How To Persuade On Trade – Putting An Extra F In NAFTA
At a press conference on February 2, U.S. President Donald Trump said “we want to put an extra ‘F’ in NAFTA. Do you know what that ‘F’ stands for?” It’s not what you’re thinking.
President Trump wants to add the word “fair” to NAFTA. Though apparently Canada only requires a “tweak” because the situation is “much less severe”.
Why is the new administration so focused on fairness? It’s been pointing to trade deficits (where, for example, America buys more goods from China and Mexico than those countries buy from the U.S.) as evidence that trade agreements are unfair.

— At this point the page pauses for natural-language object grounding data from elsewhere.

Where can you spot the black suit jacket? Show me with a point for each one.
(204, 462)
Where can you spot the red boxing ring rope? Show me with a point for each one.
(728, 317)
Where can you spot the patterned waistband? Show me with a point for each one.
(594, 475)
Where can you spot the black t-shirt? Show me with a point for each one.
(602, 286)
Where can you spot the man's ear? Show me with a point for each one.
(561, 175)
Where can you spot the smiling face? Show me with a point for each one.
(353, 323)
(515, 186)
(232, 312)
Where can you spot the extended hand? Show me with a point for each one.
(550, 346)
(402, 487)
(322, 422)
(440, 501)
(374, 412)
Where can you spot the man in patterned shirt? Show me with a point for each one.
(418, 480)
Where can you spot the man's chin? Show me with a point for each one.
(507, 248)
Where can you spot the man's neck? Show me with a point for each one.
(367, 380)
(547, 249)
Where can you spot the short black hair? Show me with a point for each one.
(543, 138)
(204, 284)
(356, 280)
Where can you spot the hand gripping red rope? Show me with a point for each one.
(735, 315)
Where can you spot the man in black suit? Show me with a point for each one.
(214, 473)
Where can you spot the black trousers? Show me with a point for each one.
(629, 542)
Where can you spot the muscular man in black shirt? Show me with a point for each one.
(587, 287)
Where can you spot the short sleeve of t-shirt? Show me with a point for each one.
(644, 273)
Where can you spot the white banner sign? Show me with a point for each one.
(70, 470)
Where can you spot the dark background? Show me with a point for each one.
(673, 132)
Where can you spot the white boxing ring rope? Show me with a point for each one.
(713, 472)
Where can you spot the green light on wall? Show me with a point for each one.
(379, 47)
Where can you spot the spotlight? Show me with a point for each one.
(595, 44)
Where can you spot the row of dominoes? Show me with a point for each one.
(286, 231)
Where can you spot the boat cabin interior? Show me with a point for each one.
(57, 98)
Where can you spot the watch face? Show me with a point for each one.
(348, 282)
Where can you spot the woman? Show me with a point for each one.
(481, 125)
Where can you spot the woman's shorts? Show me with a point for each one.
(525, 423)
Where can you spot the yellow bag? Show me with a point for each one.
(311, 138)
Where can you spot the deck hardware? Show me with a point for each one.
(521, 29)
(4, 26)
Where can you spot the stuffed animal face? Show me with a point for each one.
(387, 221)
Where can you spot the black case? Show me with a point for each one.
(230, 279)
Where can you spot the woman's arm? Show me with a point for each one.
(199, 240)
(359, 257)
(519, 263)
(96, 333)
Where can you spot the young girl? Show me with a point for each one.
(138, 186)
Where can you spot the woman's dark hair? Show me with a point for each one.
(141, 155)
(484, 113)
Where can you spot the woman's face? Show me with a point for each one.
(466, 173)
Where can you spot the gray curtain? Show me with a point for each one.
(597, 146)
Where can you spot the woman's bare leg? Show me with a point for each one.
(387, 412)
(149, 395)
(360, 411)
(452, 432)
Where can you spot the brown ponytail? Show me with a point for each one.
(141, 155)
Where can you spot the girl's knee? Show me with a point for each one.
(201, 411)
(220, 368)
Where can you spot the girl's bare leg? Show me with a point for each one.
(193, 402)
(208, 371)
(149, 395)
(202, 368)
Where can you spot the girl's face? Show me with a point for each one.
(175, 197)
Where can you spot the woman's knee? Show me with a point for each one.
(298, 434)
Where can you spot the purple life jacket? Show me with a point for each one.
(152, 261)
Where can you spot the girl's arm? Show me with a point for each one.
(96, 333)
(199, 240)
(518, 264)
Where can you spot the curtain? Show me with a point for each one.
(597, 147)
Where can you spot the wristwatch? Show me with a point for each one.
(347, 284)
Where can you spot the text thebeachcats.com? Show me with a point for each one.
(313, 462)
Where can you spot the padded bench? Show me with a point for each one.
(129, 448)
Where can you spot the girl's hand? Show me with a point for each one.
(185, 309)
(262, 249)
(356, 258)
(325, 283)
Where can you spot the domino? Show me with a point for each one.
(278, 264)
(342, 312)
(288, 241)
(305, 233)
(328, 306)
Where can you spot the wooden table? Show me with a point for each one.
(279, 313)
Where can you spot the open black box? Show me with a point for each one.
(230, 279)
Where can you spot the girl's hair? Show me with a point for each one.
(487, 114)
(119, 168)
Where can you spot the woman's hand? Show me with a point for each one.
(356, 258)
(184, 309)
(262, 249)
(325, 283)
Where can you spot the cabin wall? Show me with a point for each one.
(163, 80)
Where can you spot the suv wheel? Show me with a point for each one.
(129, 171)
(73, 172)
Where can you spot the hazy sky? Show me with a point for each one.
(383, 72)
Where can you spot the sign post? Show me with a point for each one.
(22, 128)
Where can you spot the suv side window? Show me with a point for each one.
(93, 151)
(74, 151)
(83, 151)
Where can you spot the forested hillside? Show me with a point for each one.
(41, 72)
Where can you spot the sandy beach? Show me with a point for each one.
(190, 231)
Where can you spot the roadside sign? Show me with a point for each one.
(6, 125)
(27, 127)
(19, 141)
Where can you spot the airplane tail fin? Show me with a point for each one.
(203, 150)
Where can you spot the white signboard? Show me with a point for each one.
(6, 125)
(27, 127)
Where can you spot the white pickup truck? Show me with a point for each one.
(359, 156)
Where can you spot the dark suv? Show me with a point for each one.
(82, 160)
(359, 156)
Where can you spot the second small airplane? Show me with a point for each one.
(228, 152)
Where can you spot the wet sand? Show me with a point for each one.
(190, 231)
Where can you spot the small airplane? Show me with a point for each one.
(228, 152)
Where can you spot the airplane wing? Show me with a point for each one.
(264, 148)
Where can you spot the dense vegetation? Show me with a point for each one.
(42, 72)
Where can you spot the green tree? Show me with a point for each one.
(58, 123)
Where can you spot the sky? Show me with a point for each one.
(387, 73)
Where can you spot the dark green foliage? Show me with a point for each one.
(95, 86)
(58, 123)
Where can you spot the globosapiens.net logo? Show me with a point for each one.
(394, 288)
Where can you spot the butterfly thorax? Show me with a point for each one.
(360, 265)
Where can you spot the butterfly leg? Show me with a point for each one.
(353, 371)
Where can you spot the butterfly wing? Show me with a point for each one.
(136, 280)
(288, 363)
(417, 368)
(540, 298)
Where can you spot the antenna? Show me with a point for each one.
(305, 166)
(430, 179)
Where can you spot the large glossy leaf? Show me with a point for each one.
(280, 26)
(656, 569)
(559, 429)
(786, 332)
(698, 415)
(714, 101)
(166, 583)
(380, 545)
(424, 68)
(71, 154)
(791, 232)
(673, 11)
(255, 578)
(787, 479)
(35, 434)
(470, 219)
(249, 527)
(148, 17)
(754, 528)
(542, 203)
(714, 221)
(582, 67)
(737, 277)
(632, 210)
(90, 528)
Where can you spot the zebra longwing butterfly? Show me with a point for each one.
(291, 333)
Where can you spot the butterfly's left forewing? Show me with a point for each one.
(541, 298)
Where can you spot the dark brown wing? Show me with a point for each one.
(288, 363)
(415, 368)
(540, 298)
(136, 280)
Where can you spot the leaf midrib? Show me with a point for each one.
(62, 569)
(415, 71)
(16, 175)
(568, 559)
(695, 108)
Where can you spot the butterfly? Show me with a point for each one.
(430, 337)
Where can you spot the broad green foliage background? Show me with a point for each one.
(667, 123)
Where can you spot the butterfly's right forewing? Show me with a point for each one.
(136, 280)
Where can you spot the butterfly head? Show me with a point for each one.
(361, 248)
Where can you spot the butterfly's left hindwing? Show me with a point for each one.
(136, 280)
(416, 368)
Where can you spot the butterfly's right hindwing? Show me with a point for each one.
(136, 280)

We disagree because a trade agreement just eliminates tariffs, it doesn’t control how a country’s businesses and consumers buy from each other. More importantly, a trade deficit has to be offset by a surplus in the capital account. If foreigners want to invest in U.S. stocks and bonds, then billions of euros and pesos will flow in, raising the value of the U.S. dollar. That makes imports cheaper and exports more expensive, a sure-fire recipe for trade deficits. There is a lot of evidence that trade deficits can have beneficial impacts if a country is pulling in lots of investment.
Canada has a well-balanced trade relationship with the U.S. According to the Office of the U.S. Trade Representative, Canada’s imports from the U.S. were $337 billion and its exports were $325 billion. This means the U.S. had a trade surplus with Canada of $11.9 billion. Good for them! So much winning!
Not just another friendly trading partner, Canada is America’s number one export market. We buy US$48 billion of cars and trucks as well as US$68 billion of machinery and equipment from the U.S. Huuuge!
Over nine million American jobs depend on exports to Canada, and there are 600,000 Americans working for Canadian-owned businesses in the U.S. Amazing!
Businesses in the U.S. and Canada don’t just export to each other; they build products together to sell them here and around the world. In fact, 75% of Canada’s exports go to the U.S., but just 57% of them stay there. When a GM car is exported from Canada, 60% of its parts come from America. Many auto parts cross the border seven times before final assembly in a vehicle.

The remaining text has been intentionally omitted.